On the Sunday morning which concludes the previous chapter, our party were sitting down to breakfast, when Lesbia opened the Observer, which she had got from a newsman at the street corner.

‘Here’s a shindy, all the fat’s in the fire! the Russian bear is on the rampage again, the Eastern Question is up in full dance, India’s threatened, and they’ve called a Cabinet Council for this afternoon.’

‘On Sunday!’ said her uncle; ‘very unusual; they must think it a serious crisis.
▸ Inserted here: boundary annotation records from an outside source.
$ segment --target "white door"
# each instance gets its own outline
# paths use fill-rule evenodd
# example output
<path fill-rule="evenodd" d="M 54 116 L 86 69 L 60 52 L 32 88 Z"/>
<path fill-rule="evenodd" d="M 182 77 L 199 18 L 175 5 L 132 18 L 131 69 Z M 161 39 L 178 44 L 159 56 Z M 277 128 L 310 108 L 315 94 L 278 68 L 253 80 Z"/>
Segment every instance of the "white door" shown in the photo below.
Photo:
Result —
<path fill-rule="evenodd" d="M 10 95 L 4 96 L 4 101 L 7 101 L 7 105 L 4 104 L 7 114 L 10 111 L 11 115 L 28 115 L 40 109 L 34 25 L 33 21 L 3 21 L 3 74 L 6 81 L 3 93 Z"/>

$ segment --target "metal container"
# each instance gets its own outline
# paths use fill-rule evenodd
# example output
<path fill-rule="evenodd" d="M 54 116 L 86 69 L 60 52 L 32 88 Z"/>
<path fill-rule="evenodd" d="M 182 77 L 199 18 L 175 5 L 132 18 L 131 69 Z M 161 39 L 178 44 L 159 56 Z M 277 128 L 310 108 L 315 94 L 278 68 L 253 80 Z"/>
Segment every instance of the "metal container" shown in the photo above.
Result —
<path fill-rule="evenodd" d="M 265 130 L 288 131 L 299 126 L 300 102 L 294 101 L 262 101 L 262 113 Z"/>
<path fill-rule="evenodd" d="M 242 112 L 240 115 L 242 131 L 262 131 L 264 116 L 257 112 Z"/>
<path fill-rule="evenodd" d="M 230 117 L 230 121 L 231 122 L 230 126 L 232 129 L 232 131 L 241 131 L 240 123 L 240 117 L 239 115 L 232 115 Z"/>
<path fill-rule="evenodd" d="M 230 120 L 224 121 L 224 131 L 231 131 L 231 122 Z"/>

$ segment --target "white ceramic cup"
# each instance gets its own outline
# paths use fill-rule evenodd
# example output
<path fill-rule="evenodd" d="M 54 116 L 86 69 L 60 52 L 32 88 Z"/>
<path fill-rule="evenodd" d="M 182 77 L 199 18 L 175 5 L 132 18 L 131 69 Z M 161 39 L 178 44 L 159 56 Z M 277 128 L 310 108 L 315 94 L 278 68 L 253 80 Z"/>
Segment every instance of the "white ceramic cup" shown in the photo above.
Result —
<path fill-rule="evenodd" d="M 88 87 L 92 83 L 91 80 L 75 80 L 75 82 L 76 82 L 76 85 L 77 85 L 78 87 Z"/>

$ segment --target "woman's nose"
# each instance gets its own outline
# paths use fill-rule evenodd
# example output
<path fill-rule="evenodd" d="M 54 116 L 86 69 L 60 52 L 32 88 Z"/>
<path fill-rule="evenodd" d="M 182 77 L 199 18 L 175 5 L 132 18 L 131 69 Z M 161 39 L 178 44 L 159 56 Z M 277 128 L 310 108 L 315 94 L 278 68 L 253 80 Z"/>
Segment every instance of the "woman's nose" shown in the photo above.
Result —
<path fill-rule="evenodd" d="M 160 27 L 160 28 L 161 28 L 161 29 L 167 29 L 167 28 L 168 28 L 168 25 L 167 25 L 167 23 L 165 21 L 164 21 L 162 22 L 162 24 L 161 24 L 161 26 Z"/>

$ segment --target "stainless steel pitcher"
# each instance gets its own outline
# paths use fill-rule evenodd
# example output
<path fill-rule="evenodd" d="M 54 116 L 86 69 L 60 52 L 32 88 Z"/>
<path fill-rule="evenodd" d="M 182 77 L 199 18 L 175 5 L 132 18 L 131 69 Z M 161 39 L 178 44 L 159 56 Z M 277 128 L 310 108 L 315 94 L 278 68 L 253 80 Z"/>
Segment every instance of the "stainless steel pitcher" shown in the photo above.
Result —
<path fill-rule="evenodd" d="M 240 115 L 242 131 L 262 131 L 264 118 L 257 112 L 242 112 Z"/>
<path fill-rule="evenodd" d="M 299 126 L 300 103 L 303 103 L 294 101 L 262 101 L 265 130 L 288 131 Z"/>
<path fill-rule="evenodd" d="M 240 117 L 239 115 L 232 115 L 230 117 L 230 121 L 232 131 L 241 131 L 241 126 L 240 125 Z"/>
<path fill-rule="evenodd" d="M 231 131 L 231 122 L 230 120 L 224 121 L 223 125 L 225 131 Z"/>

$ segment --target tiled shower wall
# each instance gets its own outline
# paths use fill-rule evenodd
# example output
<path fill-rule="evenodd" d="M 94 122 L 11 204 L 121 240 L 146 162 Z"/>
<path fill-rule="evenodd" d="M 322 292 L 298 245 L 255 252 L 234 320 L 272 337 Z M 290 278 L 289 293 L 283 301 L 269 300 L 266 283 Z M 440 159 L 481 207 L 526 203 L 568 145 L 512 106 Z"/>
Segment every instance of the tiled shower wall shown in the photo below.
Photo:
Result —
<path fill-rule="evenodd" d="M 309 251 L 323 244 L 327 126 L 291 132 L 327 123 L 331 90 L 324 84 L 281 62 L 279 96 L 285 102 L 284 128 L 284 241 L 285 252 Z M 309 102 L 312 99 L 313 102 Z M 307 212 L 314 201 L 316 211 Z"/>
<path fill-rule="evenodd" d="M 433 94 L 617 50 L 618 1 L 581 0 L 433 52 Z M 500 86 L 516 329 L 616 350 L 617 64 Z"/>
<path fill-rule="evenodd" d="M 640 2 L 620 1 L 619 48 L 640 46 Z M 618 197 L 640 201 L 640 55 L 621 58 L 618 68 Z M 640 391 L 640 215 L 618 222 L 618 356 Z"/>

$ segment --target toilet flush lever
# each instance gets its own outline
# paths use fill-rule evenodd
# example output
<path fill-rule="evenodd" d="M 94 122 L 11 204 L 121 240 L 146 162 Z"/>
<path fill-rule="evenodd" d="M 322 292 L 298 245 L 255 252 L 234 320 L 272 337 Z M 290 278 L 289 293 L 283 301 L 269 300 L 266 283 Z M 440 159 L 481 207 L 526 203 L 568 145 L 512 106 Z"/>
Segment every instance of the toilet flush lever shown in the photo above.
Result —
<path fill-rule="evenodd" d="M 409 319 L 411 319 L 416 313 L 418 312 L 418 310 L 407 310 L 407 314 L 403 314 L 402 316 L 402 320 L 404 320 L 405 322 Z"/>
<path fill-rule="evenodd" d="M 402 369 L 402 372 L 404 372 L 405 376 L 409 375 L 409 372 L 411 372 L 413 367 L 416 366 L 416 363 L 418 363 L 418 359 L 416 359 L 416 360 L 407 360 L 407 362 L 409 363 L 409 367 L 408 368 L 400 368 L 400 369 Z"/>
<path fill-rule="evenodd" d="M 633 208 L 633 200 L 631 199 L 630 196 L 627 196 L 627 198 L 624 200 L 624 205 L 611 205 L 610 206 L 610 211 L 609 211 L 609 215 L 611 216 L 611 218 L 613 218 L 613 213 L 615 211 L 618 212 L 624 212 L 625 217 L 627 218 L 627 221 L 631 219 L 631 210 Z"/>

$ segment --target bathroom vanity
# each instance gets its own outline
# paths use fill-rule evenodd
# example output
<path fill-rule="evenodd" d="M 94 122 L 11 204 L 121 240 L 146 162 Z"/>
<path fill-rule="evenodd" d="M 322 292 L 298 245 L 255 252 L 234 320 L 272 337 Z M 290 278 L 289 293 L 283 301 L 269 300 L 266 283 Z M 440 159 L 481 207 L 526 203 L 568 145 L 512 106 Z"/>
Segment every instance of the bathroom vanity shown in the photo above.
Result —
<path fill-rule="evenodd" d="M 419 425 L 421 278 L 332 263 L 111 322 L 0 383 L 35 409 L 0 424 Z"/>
Very awkward, isn’t it, with this new African embroglio in prospect, and the United States taking an unfriendly tone. I suppose because the wild boar out of the wood is worrying them into it.’

‘Yes, those Irish are at the bottom of every mischief. What’s to be the end of it?’

‘I suppose we shall have to fight somebody,’ said her uncle. ‘It’ll depress the money markets to-morrow.’

‘Fight!’ repeated Lesbia,

Singing]

We don’t want to fight, and, by Jingo! if we do,
We'll show our heels, we'll show our pace,
  We'll show our beauty too:
We've run away before, and so we shall again,
Shoulder to shoulder with the brave Egyptian.’

Really, Lesbia,’ said Mrs Bristley, ‘I wonder you don’t apply for an engagement in a music-hall.’

‘Well, Aunt Kate, if nothing better turns up, I shall try for that.’